4. There’s a business to run. The MMSC is blessed with supporters who give their time and their services and when they can, their goods, without which we simply could not operate. I am very grateful for these gifts. But although the MMSC is, in many ways, a dreamy place to work, in the light of day, there are bills to pay, everything from the equine dentist to the water bill, the copier lease to the garbage pickup. You think a teenage boy can pack away food? Try feeding a young Thoroughbred! Your family footwear bill is steep? MMSC shoeing invoices run $500 a month! Therefore, until genetically modified plants start growing US tender or I reach the end one of the rainbows I have had the privilege of glimpsing, I must garner cash the old fashioned way: fundraising, one letter, one phone call, one visit at a time.

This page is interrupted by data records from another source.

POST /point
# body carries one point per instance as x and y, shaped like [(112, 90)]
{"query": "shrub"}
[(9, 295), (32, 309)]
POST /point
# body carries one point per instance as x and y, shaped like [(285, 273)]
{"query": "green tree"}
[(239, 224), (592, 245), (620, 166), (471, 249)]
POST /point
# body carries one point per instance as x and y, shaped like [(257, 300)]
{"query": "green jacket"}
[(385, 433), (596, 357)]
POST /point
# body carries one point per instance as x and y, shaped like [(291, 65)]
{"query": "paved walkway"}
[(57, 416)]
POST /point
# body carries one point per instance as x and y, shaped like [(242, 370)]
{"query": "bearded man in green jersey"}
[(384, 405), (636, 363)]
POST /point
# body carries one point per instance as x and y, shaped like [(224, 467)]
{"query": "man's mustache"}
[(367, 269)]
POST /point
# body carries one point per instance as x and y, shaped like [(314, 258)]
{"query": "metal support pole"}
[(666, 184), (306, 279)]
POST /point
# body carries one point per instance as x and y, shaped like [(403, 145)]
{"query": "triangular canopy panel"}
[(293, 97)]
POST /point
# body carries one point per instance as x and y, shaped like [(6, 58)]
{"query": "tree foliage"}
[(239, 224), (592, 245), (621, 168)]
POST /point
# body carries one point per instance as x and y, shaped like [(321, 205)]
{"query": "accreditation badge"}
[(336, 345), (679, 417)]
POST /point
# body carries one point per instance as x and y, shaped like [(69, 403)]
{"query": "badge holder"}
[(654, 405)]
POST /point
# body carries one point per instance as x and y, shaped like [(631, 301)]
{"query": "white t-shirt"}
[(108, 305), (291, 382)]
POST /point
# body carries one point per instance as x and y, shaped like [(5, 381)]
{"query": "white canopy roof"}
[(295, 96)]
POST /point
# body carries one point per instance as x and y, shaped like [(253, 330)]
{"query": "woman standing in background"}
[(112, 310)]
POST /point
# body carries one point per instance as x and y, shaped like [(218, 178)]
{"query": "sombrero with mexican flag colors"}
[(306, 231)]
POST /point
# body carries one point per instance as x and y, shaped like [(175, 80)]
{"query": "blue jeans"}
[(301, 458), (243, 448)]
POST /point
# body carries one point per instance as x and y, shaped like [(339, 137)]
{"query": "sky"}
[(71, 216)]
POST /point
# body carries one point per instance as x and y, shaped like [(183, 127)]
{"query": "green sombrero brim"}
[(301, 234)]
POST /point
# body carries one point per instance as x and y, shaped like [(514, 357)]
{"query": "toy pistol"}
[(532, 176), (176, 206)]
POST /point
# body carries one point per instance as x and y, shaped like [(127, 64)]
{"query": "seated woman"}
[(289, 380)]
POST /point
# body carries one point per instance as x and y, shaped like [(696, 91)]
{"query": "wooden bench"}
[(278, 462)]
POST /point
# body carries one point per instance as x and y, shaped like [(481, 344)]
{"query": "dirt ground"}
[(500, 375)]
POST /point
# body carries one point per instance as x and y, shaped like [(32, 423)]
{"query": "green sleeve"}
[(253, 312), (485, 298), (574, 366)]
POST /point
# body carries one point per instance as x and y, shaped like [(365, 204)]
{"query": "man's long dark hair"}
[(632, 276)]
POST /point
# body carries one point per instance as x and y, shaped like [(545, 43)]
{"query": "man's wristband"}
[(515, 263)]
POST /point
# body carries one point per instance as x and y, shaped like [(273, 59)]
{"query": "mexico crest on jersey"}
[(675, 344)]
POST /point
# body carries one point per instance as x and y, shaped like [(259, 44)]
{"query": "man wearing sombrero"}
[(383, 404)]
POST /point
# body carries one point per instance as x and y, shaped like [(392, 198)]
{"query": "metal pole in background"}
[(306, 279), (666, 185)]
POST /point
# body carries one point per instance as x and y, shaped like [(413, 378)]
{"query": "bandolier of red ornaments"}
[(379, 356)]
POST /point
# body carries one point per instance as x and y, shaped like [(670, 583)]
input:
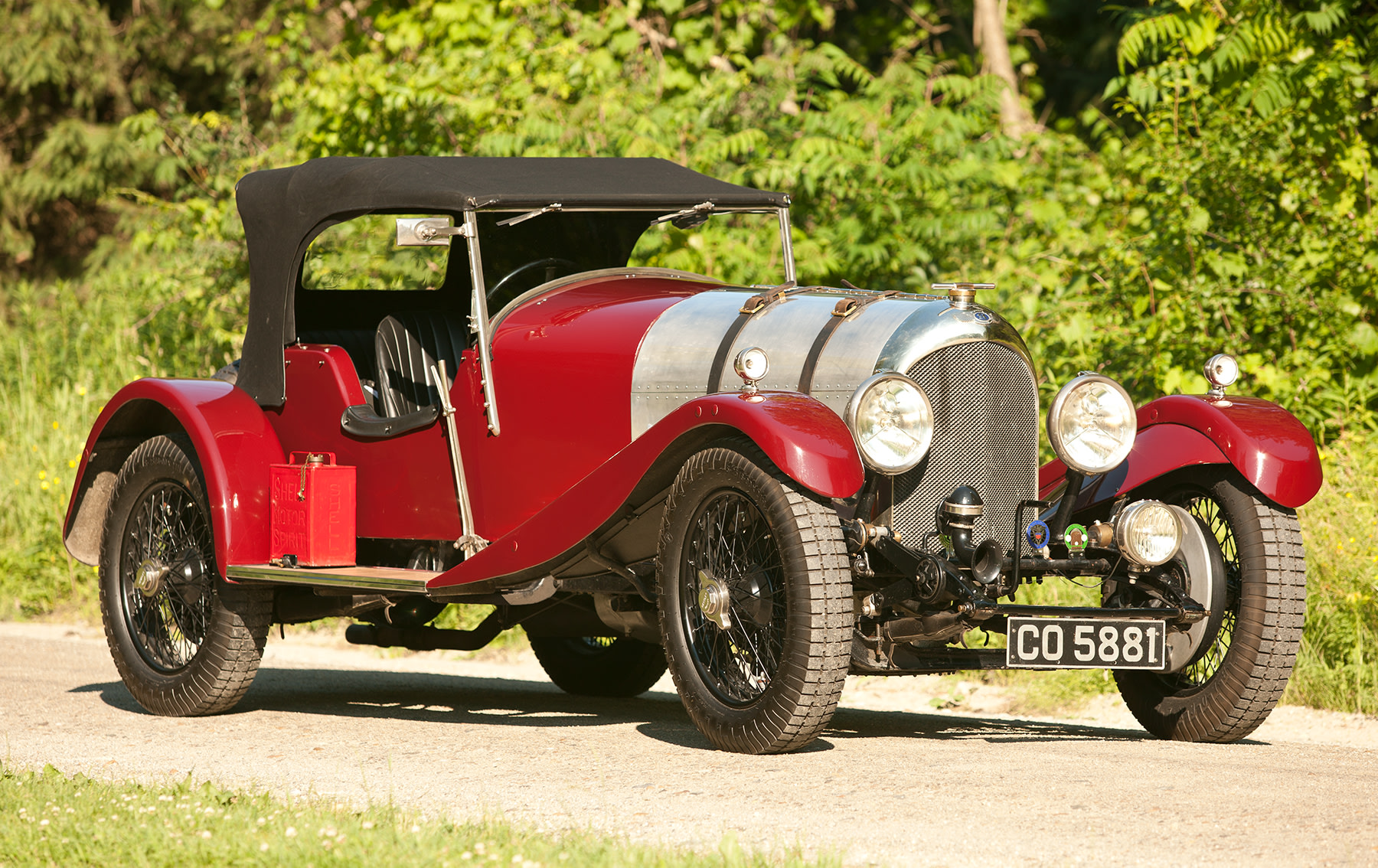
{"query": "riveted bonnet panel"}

5. Last, but not least:  There are new friends to meet. I have told you about the vortex and survival mode. Neither lend themselves well to friend-raising. Yet there are so many kindred spirits out there: in and beyond the racing industry; people who love Thoroughbreds for all the right reasons--their beauty, nobility, strength and vulnerability. I want to invite these people to become friends and family members of the MMSC  and I need time and freedom to find them.

Which is why the MMSC is “closed” during the winter, although it could be argued that our dormancy is when we are most open to what the new year will bring.